The Accountant Should Seek Client Input and Permission Before Producing Client Documents
If an accountant-client evidentiary privilege does not apply, an accountant should next consider his client-confidentiality obligations before producing documents. The Texas statute, for example, sets forth the cardinal rule that a license holder cannot disclose confidential client information without permission from the client:
A license holder or a partner, member, officer, shareholder, or employee of a license holder may not voluntarily disclose information communicated to the license holder or a partner, member, shareholder, or employee of the license holder by a client in connection with services provided to the client by the license holder or a partner, member, shareholder, or employee of the license holder, except with the permission of the client or the client’s representative. Tex. Occ. Code, §901.457(a).
Thus, the best practice is sharing the discovery request with that client and seeking the client’s written permission before producing documents. If the client raises legitimate concerns about the scope of document requests, the accountant can work hand-in-hand with the client to serve appropriate objections and confer with the opposing counsel to limit the scope or types of client documents produced. Once the scope of discovery is sufficiently narrowed to the client’s satisfaction, the client may then give his permission to produce.
If Permission is Not Possible, the Accountant Should Seek an Appropriate Court Order
If, for some reason, the client cannot or refuses to give permission, the Texas client-confidentiality statute provides for an exception that applies to civil litigation. Specifically, it states:
This section does not prohibit a license holder from disclosing information that is required to be disclosed…
- (3) under a court order signed by a judge if the order:
- (A) is addressed to the license holder;
- (B) mentions the client by name; and
- (C) requests specific information concerning the client[.]
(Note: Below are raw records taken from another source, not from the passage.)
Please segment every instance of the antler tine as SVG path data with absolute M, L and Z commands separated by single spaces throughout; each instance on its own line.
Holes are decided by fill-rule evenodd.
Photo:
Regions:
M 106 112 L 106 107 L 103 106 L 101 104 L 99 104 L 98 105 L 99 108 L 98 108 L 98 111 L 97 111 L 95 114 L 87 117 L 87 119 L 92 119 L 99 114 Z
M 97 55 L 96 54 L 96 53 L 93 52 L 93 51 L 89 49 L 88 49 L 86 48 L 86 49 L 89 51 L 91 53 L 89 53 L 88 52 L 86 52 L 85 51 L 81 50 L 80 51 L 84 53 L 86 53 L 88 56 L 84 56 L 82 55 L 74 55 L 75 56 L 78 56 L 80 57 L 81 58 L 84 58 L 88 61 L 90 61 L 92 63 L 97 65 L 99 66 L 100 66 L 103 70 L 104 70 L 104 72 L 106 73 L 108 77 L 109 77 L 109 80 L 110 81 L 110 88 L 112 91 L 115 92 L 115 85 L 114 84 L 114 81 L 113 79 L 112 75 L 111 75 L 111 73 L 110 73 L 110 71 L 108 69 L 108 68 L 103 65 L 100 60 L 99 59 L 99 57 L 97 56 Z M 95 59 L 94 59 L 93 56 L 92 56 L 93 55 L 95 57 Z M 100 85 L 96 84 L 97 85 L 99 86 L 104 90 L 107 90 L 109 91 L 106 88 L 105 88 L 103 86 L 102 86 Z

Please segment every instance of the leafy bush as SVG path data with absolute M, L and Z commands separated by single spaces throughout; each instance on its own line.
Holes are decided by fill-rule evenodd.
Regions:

901.457(b)(3). One Texas appellate court concluded that a trial court’s denial of a motion to quash a subpoena for records from a party’s accountant, in effect, satisfies the court order requirement in section 901.457. In re Patel, 218 S.W.3d 911, 921 (Tex. App.—Corpus Christi 2007, no pet.).
If, however, the client’s permission is not forthcoming and there is no independent, good-faith basis for objecting to the request for documents, the accountant continues to owe a duty of confidentiality and should obtain an appropriate court order before producing the documents. In such cases, the best practice would be to work with the requesting party’s attorney and seek from the court an unopposed order compelling the production of those client documents. That order should, as required by the Texas statute, be addressed to the accountant license holder, identify the accountant’s client, and specifically identify the client information to be produced.
In conclusion, an accountant responding to discovery in litigation must always consider client-confidentiality obligations before producing. Although some jurisdictions protect accountant-client communications from discovery, the Texas courts that have considered the issue have, so far, concluded there is no such evidentiary privilege in Texas. Despite its title, the Texas “Accountant-Client Privilege” statute has been interpreted to impose client-confidentiality obligations on the license holder, and nothing more. When a Texas license holder responds to discovery requests, the best practice is to work closely with the client and obtain his permission to produce the client communications. If permission is not forthcoming, the accountant should obtain an appropriate court order.